I tried one more thing: While the SWG is working normally, I tried removing the RS485 cable. It does not have the same effect. It simply continues chlorinating and switches over to manual mode. The "no flow" light does NOT start blinking like what I've been experiencing.

Please find some files here:

My current config: https://drive.google.com/file/d/1K4J5vktVrqK9gvQtUn1yr5kgy6cXevx5/view?usp=drive_link
(Note that extended_device_id is currently commented out. When I uncomment it, the problems start).

Here's a capture I took yesterday of everything working normally. Extended_device_id commented out:
RS485: https://drive.google.com/file/d/183pahKk3UZqaHNzhqX-aUY4E7EqXZOcf/view?usp=drive_link
RS485raw: https://drive.google.com/file/d/1-E95LM3gaSe00Y1MwyrTyQH9c4sy04n7/view?usp=drive_link

Yesterday, I could NOT reproduce the issue. Even when uncommenting extended device id. But, when I got to the SWG today, it would just continously blink "No flow". When I shut down aqualinkd or uncomment extended_device_id it would return to normal. Here's a capture I took while it was doing the "no flow" thing:
RS485: https://drive.google.com/file/d/1p8zJiT74-tVihaB8cCLJAonvBgcrd9ie/view?usp=drive_link
RS485raw: https://drive.google.com/file/d/1VJ6ZSOCjqc6peBzjfZsa-yzkcC4yOl1P/view?usp=drive_link

Please let me know if you can see anything. I'm at a loss here.

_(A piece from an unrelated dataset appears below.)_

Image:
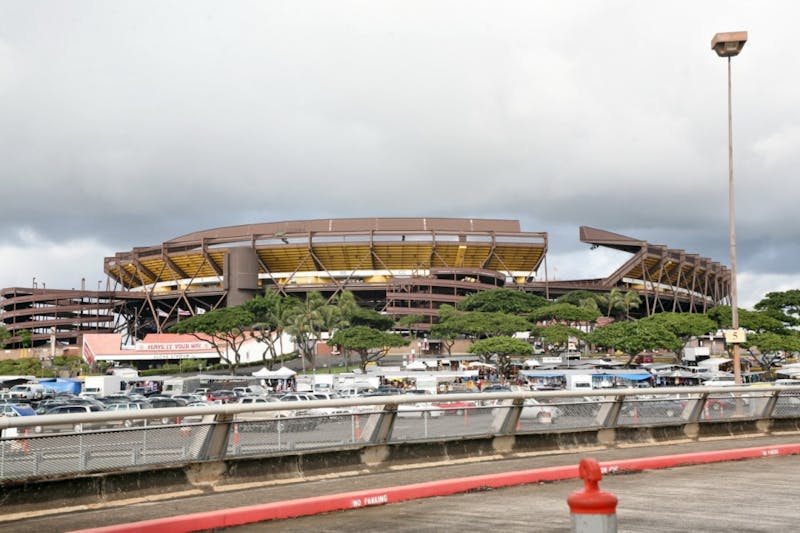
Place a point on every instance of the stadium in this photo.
(399, 266)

(Separately, if you can use a working RS16 P&S version Q CPU board let me know. Happy to ship to you).

Any idea from the logs?

One additional thing I noted is when aqualinkd acts up like this, on the Aqualink OneTouch control panel inside the house, the SWG % goes to 0%, and my IntelliFlo VS pumps either report as "offline" (even though they're on) or reports some ridiculous amount for watts (like 58995). Stopping aqualinkd immediately makes the panel return to normal. Also, as mentioned earlier, when not running in "extended_device_id" mode, this issue doesn't occur.

In your config, you have some ID’s commented out, you should I comment and set these appropriately.

# device_id=0x0a
# rssa_device_id=0x48

Can you try disconnecting your one touch, see if that makes a difference.

I went over the logs, and I did not see any messages being out of order, so it doesn’t look like it’s that. But I do need to go over and decipher the commands the control panel is sending / requesting next. That will take some time.

yeah, I saw that I accidentally had them commented out, but from the logs it looks like 0x0a was used even though I didn't set it explicitly. I did add them back in, but same problem persisted.

I'll try to disconnect the OneTouch to see if it makes a difference.

Unplugging the panel didn't fix things :(

Unplugging the OneTouch, leaving it unplugged, and starting AqualinkD didn't work? I was looking over your logs and thought maybe I had an idea of what was going on, but if that didn't work it's probably not what I was thinking.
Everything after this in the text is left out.